Figure 3 Chromatin homeostasis is disrupted in cancer.

Chromatin homeostasis may be disrupted by genetic stimuli (e.g., chromatin regulator mutations or regulatory element translocation) or nongenetic stimuli (e.g., aging, inflammation, hypoxia, etc.). Such stimuli can result in an overly permissive or overly restrictive chromatin network. Permissive states may allow stochastic oncogenic epigenetic changes such as silencing of tumor suppressor genes. Adaptive epigenetic changes that are mitotically heritable will be selected (Fig. 3) and may give rise to hallmarks of cancer (Fig. 4).

 

Figure 4 Genetic and epigenetic mechanisms underlie the hallmarks of cancer.

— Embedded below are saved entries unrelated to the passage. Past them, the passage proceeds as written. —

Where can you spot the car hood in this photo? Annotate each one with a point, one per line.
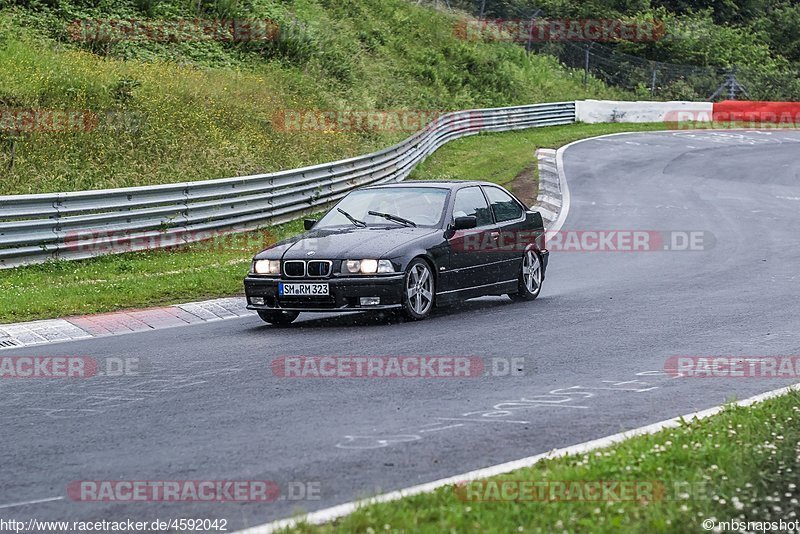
(345, 243)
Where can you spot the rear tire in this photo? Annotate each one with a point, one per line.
(419, 289)
(530, 276)
(278, 317)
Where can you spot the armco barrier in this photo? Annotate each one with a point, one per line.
(41, 227)
(594, 111)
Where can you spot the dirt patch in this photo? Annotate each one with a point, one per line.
(525, 185)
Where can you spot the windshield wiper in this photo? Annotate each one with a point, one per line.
(395, 218)
(352, 219)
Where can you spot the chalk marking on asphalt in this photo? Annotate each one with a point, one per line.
(335, 512)
(38, 501)
(487, 420)
(441, 428)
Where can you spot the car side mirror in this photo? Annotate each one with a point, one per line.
(465, 223)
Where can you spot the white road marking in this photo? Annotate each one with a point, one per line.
(329, 514)
(25, 503)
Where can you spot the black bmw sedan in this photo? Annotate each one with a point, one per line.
(407, 246)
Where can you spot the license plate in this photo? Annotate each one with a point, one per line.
(303, 290)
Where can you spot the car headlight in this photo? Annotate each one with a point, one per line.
(267, 267)
(367, 266)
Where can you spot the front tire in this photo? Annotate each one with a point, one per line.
(278, 317)
(530, 276)
(418, 290)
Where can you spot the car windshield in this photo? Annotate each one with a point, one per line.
(390, 206)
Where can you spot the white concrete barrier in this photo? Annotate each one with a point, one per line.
(594, 111)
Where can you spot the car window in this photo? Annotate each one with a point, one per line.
(470, 202)
(504, 206)
(424, 206)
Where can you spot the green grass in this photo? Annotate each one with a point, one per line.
(205, 109)
(500, 157)
(743, 465)
(216, 269)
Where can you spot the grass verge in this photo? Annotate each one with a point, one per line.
(216, 268)
(740, 465)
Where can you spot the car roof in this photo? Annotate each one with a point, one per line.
(441, 184)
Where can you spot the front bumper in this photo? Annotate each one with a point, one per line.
(345, 293)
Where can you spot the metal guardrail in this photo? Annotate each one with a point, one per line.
(75, 225)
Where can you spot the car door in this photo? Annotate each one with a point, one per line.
(470, 258)
(510, 218)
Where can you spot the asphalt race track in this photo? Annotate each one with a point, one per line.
(595, 345)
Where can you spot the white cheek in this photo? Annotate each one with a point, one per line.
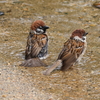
(84, 38)
(39, 30)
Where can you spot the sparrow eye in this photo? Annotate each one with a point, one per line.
(40, 27)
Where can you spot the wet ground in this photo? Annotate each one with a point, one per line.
(63, 17)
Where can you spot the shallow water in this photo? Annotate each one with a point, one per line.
(63, 16)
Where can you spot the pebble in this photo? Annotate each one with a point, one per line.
(97, 5)
(1, 13)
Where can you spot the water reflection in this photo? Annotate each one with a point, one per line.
(63, 16)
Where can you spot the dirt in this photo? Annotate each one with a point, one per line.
(63, 17)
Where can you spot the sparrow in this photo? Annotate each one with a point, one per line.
(37, 44)
(72, 52)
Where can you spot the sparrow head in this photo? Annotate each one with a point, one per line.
(79, 35)
(39, 27)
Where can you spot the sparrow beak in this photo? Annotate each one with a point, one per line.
(45, 27)
(86, 34)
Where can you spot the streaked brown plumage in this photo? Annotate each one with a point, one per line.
(72, 51)
(37, 45)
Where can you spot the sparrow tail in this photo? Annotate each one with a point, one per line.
(50, 69)
(34, 62)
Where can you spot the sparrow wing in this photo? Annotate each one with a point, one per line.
(70, 53)
(44, 49)
(35, 45)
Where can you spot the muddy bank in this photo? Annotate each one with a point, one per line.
(20, 83)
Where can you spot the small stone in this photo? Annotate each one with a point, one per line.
(97, 4)
(1, 13)
(4, 96)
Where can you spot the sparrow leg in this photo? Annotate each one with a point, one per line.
(50, 69)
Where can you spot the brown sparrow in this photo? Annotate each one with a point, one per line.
(37, 44)
(72, 52)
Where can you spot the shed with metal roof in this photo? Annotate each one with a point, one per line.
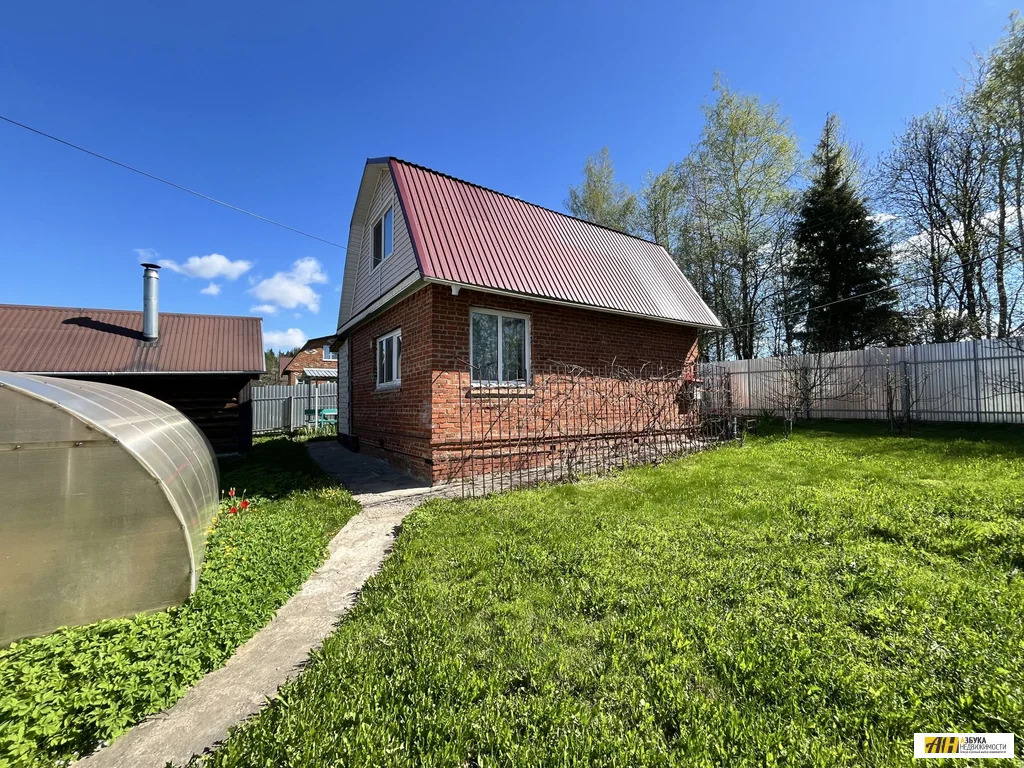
(199, 364)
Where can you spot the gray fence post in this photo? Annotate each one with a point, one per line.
(906, 391)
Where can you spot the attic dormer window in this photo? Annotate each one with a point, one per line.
(384, 237)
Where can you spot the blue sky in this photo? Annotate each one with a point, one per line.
(274, 108)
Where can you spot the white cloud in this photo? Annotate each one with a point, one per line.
(293, 288)
(293, 337)
(209, 267)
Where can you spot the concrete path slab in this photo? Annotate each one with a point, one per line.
(278, 652)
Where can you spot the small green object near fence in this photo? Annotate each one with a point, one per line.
(326, 415)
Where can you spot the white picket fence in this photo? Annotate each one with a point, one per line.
(286, 409)
(970, 381)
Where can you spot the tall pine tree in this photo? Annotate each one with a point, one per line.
(841, 252)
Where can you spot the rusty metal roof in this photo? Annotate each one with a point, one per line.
(471, 236)
(66, 340)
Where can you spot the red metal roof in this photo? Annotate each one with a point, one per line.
(468, 235)
(46, 339)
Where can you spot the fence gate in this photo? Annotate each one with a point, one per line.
(286, 409)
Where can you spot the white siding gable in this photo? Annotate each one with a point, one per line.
(365, 284)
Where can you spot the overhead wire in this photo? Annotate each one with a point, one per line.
(174, 184)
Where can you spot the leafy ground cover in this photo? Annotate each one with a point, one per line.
(811, 602)
(62, 694)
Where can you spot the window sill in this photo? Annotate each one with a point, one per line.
(506, 391)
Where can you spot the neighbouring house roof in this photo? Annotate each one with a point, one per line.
(70, 340)
(320, 373)
(314, 343)
(283, 363)
(466, 235)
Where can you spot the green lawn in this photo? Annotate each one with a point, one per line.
(64, 693)
(811, 601)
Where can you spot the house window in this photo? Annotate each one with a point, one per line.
(389, 359)
(499, 347)
(384, 237)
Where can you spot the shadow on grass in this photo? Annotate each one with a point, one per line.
(273, 469)
(961, 439)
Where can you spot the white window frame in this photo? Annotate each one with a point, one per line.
(500, 382)
(384, 253)
(395, 360)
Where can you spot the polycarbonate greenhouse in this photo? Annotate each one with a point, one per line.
(107, 498)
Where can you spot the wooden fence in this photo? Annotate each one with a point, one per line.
(970, 381)
(286, 409)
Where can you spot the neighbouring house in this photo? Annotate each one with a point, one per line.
(282, 365)
(315, 361)
(472, 318)
(199, 364)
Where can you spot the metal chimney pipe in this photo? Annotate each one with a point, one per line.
(151, 313)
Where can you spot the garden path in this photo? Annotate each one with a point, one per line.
(278, 652)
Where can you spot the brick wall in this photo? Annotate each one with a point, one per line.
(307, 358)
(560, 338)
(394, 423)
(422, 426)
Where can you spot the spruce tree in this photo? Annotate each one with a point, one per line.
(841, 252)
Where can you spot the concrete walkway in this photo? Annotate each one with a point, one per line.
(279, 651)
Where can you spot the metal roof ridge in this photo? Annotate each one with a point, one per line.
(518, 200)
(134, 311)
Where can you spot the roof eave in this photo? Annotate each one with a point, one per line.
(574, 304)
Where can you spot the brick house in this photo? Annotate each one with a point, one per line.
(461, 304)
(314, 361)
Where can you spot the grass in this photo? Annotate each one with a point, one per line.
(62, 694)
(804, 602)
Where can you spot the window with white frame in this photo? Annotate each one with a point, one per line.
(389, 358)
(499, 347)
(384, 237)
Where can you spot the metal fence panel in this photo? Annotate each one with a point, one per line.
(969, 381)
(280, 408)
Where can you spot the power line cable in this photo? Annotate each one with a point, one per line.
(254, 215)
(169, 182)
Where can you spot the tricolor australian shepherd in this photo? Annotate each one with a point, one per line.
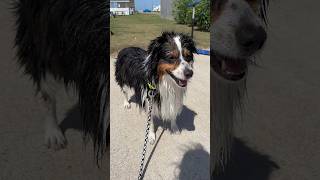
(237, 34)
(168, 64)
(67, 41)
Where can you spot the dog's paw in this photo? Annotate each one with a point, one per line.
(152, 137)
(127, 105)
(54, 138)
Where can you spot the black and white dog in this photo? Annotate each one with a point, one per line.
(168, 64)
(67, 42)
(237, 34)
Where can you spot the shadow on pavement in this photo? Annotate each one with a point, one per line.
(151, 154)
(247, 164)
(195, 164)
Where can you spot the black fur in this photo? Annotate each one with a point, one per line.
(132, 69)
(70, 40)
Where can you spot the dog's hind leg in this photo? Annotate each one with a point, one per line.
(54, 138)
(126, 102)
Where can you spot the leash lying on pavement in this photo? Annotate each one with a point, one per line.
(150, 96)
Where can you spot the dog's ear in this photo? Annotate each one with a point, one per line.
(189, 43)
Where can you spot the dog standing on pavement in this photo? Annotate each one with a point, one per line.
(237, 34)
(67, 42)
(168, 65)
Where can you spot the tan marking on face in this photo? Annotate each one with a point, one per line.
(163, 68)
(186, 52)
(254, 5)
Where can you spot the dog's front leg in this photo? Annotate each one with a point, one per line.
(152, 132)
(54, 137)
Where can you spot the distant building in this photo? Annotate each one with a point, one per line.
(122, 7)
(157, 8)
(166, 9)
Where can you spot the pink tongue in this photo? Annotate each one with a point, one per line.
(232, 66)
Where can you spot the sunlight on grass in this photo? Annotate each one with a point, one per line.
(139, 29)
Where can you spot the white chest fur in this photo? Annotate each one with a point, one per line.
(171, 99)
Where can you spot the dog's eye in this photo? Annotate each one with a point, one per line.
(188, 58)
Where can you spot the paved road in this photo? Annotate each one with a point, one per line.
(280, 136)
(22, 152)
(184, 156)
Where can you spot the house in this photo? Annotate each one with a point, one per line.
(166, 9)
(122, 7)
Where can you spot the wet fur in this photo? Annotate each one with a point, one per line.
(69, 40)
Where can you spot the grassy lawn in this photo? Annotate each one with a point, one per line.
(139, 29)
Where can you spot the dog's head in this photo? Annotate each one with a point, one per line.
(237, 34)
(173, 56)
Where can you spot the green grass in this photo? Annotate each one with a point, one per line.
(139, 29)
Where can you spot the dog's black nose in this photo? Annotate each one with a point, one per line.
(188, 73)
(251, 37)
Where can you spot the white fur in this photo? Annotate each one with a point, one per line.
(179, 71)
(171, 98)
(54, 137)
(223, 39)
(226, 109)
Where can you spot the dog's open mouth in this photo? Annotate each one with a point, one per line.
(229, 68)
(179, 82)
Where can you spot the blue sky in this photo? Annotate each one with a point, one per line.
(146, 4)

(A) Epigenetic mechanisms involving aberrant chromatin restriction or plasticity can give rise to each classic hallmark of cancer. [Adapted with permission from (11)] (B to D) Genetic and epigenetic mechanisms are important factors in the development of human cancer, but their relative contribution is dependent on tumor type. Three distinct tumors of the central nervous system illustrate this point, with the potential basis for each hallmark shown in red (genetic) or blue (epigenetic). Most hallmarks can be traced to genetic drivers in glioblastoma, a brain tumor that primarily affects adults; epigenetic factors predominate in pediatric tumors such as ependymoma, which exhibits DNA hypermethylation but lacks recurrent mutations (72, 73). Anaplastic astrocytomas may exhibit examples of both genetic and epigenetic lesions, leading to different hallmarks.